7. The OFDM receiver of claim 1, further comprising:

a one-tap equalizer configured to equalize channel effects.

8. The OFDM receiver of claim 1, wherein the pilot signal is a transmission parameter signaling (TPS) signal.

9. The OFDM receiver of claim 1, configured to communicate in a Digital Video Broadcasting-Terrestrial (DVB-T) system.

10. A method for null detection in a single frequency network (SFN), the method comprising:

determining a noise level of a received input bitstream based on an included pilot signal;

detecting a null in the input bitstream based on the noise level; and

setting a value of a soft binary signal to a predetermined value to identify the null.

11. The method of claim 10, wherein the pilot signal is a signal carrying known data with a known modulation.

12. The method of claim 11, wherein determining the noise level is based on the pilot signal.

13. The method of claim 12, wherein the predetermined soft binary value is 0.5 if data range between 0 and 1.

14. The method of claim 10, further comprising:

processing the soft binary signal as an erasure if the soft binary signal is equal to the predetermined value.

15. A machine readable storage medium having a stored set of instructions executable by a machine, the instructions comprising:

instructions to determine a noise level of a received input bitstream based on a pilot signal;

instructions to detect a null in the input bitstream based on the noise level; and

instructions to set a value of a soft binary signal to a predetermined value to identify the null.

16. The machine readable storage medium of claim 15 wherein the instructions to determine the noise level is based on the pilot signal.

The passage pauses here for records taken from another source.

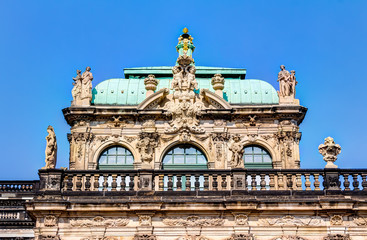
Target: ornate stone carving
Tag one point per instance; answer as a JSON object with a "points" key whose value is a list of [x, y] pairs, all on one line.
{"points": [[146, 145], [50, 221], [77, 89], [287, 82], [218, 84], [290, 220], [48, 237], [193, 220], [184, 108], [337, 237], [99, 221], [144, 237], [150, 84], [237, 152], [241, 219], [51, 149], [336, 220], [242, 237], [285, 237], [145, 220], [329, 150], [360, 221]]}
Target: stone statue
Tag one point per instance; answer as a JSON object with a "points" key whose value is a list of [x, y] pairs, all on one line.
{"points": [[287, 83], [237, 152], [283, 79], [77, 89], [51, 149], [86, 95], [329, 150], [293, 82]]}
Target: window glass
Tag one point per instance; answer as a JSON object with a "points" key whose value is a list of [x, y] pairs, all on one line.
{"points": [[116, 157], [182, 155], [256, 157]]}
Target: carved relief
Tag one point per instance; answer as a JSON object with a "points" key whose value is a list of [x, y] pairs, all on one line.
{"points": [[292, 221], [51, 149], [144, 237], [193, 220], [241, 219], [99, 221], [242, 237], [50, 221], [336, 220], [145, 220], [237, 152], [146, 145], [289, 238], [184, 108], [337, 237]]}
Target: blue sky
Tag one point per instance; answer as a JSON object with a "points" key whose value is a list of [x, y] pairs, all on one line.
{"points": [[42, 43]]}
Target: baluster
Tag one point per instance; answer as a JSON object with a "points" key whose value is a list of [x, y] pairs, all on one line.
{"points": [[298, 181], [131, 182], [87, 183], [307, 181], [355, 182], [197, 183], [364, 182], [262, 182], [78, 183], [123, 183], [206, 181], [161, 182], [346, 182], [64, 183], [215, 182], [179, 183], [317, 181], [96, 182], [224, 182], [114, 182], [170, 183], [271, 181], [105, 182], [70, 182], [289, 182]]}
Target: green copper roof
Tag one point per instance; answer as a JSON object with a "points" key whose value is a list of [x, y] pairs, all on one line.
{"points": [[201, 72], [120, 91]]}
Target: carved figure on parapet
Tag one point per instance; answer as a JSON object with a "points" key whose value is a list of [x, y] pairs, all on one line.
{"points": [[184, 108], [237, 152], [146, 145], [330, 151], [51, 149], [77, 89], [82, 91], [287, 85]]}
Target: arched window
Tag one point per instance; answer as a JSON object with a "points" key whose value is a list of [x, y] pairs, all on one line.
{"points": [[116, 157], [185, 157], [257, 157]]}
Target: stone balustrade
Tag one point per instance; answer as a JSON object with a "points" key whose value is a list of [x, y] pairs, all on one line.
{"points": [[215, 180], [18, 186]]}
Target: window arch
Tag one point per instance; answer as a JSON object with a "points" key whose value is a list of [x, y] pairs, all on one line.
{"points": [[257, 157], [116, 157], [184, 157]]}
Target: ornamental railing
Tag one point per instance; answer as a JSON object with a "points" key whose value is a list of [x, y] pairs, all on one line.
{"points": [[214, 180], [16, 186]]}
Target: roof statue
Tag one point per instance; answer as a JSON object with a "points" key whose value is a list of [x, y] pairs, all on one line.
{"points": [[185, 45], [51, 149], [82, 90], [287, 85]]}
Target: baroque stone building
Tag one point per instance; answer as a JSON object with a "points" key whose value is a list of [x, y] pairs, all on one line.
{"points": [[186, 152]]}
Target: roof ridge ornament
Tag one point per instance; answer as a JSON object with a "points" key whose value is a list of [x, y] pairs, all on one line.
{"points": [[185, 45]]}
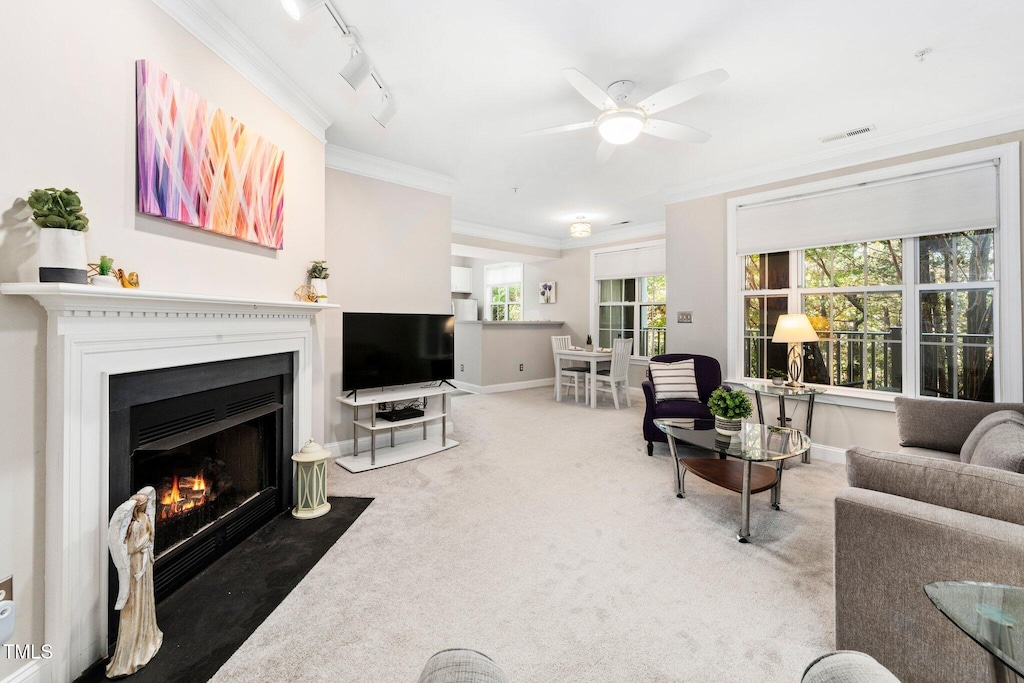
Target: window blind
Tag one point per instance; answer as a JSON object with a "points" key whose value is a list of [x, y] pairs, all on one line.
{"points": [[502, 273], [638, 262], [945, 201]]}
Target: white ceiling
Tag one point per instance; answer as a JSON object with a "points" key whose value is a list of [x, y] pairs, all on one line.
{"points": [[470, 75]]}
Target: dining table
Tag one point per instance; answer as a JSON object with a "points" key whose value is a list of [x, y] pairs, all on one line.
{"points": [[590, 357]]}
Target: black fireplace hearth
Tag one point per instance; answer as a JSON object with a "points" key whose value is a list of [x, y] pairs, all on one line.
{"points": [[211, 440]]}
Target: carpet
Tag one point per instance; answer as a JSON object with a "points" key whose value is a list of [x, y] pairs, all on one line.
{"points": [[551, 542], [206, 621]]}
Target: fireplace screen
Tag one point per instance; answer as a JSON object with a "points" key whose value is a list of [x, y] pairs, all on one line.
{"points": [[203, 479]]}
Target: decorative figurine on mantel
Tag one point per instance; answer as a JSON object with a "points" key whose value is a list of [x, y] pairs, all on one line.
{"points": [[130, 538]]}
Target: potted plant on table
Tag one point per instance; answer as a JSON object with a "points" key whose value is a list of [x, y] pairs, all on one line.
{"points": [[729, 409], [61, 240], [317, 279]]}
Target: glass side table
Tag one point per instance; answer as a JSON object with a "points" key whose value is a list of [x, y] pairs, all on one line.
{"points": [[783, 391], [989, 614]]}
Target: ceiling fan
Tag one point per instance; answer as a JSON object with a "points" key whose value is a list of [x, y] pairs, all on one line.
{"points": [[621, 122]]}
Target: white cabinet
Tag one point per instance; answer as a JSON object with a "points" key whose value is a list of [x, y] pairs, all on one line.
{"points": [[462, 280]]}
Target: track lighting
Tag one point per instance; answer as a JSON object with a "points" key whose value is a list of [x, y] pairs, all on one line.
{"points": [[386, 110], [356, 71], [299, 8]]}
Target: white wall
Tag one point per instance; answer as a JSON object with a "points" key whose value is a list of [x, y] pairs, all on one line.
{"points": [[696, 281], [68, 69], [389, 249]]}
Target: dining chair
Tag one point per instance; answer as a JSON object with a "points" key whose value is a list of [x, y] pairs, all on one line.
{"points": [[570, 375], [617, 376]]}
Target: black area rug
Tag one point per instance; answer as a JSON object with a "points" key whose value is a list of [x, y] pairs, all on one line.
{"points": [[208, 619]]}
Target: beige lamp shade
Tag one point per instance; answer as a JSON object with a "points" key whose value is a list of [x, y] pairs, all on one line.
{"points": [[794, 328]]}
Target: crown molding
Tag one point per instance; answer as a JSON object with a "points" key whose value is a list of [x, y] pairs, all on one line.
{"points": [[1005, 120], [503, 235], [350, 161], [616, 235], [212, 28]]}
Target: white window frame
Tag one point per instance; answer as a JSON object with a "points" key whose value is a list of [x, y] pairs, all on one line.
{"points": [[488, 287], [1008, 276], [595, 294]]}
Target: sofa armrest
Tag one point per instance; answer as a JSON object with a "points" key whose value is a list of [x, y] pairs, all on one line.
{"points": [[941, 424], [887, 549], [981, 491]]}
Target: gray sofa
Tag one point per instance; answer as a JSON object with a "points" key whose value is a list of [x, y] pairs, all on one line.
{"points": [[907, 520]]}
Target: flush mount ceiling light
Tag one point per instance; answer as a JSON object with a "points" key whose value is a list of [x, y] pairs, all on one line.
{"points": [[621, 126], [386, 110], [357, 70], [580, 227]]}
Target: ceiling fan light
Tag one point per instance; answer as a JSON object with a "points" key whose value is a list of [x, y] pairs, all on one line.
{"points": [[580, 228], [356, 71], [621, 126], [299, 8]]}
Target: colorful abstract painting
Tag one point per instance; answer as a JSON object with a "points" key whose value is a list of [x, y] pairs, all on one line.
{"points": [[199, 166]]}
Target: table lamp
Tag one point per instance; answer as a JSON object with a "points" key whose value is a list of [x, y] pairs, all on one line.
{"points": [[795, 329]]}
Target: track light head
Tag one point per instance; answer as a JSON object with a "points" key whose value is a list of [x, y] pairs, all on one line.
{"points": [[386, 110], [299, 8], [356, 71]]}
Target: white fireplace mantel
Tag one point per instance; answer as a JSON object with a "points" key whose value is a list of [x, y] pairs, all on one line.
{"points": [[93, 333]]}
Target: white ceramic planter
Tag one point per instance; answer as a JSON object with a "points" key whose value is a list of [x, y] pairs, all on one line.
{"points": [[61, 256], [320, 284]]}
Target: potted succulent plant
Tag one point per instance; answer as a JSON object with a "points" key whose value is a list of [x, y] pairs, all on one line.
{"points": [[729, 408], [61, 240], [317, 278], [105, 278]]}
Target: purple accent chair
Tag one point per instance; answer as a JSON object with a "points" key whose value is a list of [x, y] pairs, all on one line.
{"points": [[709, 376]]}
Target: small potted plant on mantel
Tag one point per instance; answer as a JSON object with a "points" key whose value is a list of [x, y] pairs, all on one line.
{"points": [[317, 279], [729, 409], [61, 240]]}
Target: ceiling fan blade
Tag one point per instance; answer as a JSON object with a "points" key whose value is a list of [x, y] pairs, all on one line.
{"points": [[675, 131], [604, 151], [594, 93], [680, 92], [559, 129]]}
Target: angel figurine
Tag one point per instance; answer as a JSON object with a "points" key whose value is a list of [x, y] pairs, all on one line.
{"points": [[130, 539]]}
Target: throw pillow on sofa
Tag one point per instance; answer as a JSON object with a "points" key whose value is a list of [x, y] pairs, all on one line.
{"points": [[989, 421], [1001, 447], [674, 381]]}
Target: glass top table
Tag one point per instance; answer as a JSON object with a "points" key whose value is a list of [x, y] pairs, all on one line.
{"points": [[754, 443], [783, 391], [989, 614]]}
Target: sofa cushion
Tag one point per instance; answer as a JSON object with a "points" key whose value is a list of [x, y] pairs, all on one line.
{"points": [[987, 422], [941, 424], [1001, 447], [980, 491], [674, 381], [681, 409]]}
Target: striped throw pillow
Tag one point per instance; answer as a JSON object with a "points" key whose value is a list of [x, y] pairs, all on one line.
{"points": [[674, 380]]}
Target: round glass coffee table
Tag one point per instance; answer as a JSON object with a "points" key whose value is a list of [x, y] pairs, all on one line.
{"points": [[755, 443], [989, 613]]}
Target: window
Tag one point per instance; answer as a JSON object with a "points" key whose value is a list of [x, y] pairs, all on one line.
{"points": [[633, 308], [629, 296], [504, 283], [915, 311]]}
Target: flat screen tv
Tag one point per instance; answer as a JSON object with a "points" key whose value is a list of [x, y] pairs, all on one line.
{"points": [[387, 349]]}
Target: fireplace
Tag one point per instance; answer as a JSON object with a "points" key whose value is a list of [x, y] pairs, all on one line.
{"points": [[210, 439]]}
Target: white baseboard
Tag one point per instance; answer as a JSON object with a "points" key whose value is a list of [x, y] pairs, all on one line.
{"points": [[509, 386], [37, 671], [403, 435], [828, 454]]}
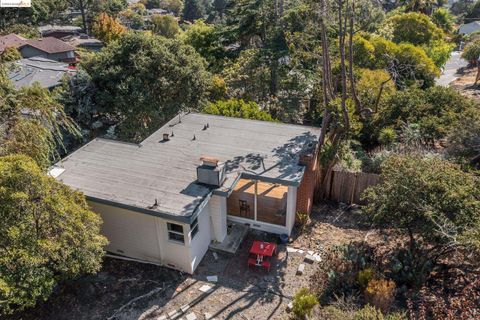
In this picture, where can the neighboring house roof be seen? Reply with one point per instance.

17. A computer-readable medium containing a first set of instructions adapted to create a processor, wherein the processor is configured to implement a second set of instructions, the second set of instructions comprising:

instructions to determine a noise level of a received input bitstream based on a pilot signal;

instructions to detect a null in the input bitstream based on the noise level; and

instructions to set a value of a soft binary signal to a predetermined value to identify the null.